A fundamental assumption in fair lending regression analysis is that the model is correctly specified and contains all the relevant variables.

It is commonly understood that there are issues that can be created by omitting important variables, and we have demonstrated this in previous posts. The typical consequence of leaving out an important variable in a fair lending regression analysis is that the model may suggest a discriminatory practice when, in fact, the disparity noted is the consequence of a non-discriminatory factor that was not accounted for.

What if irrelevant variables were included instead of omitting critical variables? Could mistakenly including these lead to a conclusion of discrimination? And, could excluding important variables actually *mask* discrimination when it actually exists? The short answer is that both of these consequences are possibilities. Let’s address each question separately.

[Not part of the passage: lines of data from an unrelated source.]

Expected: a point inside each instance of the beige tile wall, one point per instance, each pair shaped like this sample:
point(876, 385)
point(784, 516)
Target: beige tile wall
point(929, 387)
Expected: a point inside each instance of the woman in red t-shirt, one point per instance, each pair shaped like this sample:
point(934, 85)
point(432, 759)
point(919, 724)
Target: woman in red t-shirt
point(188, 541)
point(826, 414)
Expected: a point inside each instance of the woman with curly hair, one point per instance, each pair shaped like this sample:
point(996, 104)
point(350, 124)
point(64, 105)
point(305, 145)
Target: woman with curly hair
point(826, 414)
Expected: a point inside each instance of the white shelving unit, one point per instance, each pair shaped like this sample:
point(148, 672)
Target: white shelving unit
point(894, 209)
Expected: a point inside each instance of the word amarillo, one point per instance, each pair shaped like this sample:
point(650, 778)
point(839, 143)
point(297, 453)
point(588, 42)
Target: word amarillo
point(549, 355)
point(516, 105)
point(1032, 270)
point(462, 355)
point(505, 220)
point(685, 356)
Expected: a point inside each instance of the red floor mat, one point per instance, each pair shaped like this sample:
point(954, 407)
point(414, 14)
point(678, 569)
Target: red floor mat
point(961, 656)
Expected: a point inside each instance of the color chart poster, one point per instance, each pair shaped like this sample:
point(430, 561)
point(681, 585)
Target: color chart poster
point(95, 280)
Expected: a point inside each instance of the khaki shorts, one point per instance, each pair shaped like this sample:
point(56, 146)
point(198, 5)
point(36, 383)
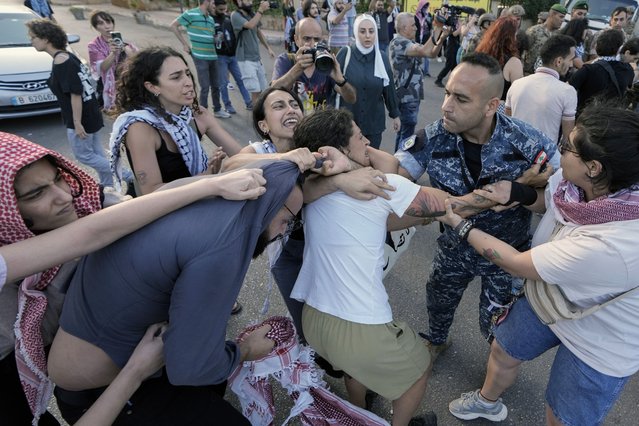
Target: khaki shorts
point(253, 76)
point(386, 358)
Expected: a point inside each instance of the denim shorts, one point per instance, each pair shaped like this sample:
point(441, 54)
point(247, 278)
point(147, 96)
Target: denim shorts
point(576, 393)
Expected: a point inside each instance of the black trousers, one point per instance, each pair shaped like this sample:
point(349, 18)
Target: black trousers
point(157, 402)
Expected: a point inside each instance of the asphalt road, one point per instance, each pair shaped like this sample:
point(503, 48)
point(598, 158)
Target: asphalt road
point(460, 369)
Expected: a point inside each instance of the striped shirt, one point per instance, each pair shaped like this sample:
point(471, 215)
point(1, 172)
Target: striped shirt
point(201, 30)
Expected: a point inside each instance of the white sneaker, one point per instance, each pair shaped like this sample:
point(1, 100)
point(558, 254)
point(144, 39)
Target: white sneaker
point(471, 406)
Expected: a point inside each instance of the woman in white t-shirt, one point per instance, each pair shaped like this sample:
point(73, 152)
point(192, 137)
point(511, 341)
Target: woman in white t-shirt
point(586, 245)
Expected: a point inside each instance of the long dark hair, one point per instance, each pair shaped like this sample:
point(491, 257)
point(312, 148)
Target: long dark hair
point(142, 67)
point(609, 134)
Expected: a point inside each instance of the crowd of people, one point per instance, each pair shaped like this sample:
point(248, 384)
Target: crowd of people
point(119, 307)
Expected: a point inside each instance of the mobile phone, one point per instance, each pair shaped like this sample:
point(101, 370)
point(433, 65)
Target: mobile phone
point(117, 38)
point(541, 158)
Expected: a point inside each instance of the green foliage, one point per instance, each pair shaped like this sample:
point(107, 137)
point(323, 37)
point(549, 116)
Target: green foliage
point(532, 7)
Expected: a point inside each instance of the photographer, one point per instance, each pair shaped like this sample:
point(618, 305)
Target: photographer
point(298, 72)
point(246, 25)
point(448, 18)
point(106, 55)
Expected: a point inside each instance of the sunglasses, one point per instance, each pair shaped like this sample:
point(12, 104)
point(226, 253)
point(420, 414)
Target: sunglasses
point(292, 225)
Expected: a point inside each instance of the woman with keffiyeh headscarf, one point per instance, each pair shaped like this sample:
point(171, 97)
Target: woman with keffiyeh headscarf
point(366, 69)
point(41, 192)
point(586, 245)
point(161, 123)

With respect to the first question, generally and theoretically adding variables that are truly irrelevant would have minimal impact on the regression equation. The key words here are *truly irrelevant**,* meaning that there is no correlation with the outcome being measured, the target group indicator variable, or other covariates. In this case, including such a variable would have little or no impact.

To the extent there is correlation, however, this may not hold true and adding such a variable could distort or bias the results. It is important to understand here that this is true even if such correlation is completely random. As an example, let’s suppose a lender had a pricing structure in which loans with terms of 5 years or less were priced at the same rate.

In our model, however, we controlled for terms of 1, 2, 3, 4, and 5 years individually. Depending on the sample distribution, doing so could affect the results and lead to an erroneous conclusion and the possibility of the model suggesting there was discrimination when there actually was not.

In terms of the second question, it is also possible that excluding relevant variables could result in a failure to detect discrimination when it was actually present. Again, as an example, let’s assume a lender prices loans for condominiums higher than for typical single-family structures.

If all or most of the higher priced loans for the control group was condominiums, it is possible that a model not taking into account property type could indicate no disparity in pricing whereas a model that correctly controlled for property type would (correctly) indicate a disparity.

The key takeaway here is that fair lending compliance entails more than just running regression analysis. Lenders must understand their lending practices and enforce policy discipline in order to manage fair lending risk. In addition, with respect to statistical methods, often principles that are sound in theory do not always hold in practice because the methods employed are always limited by data availability and the sample under review.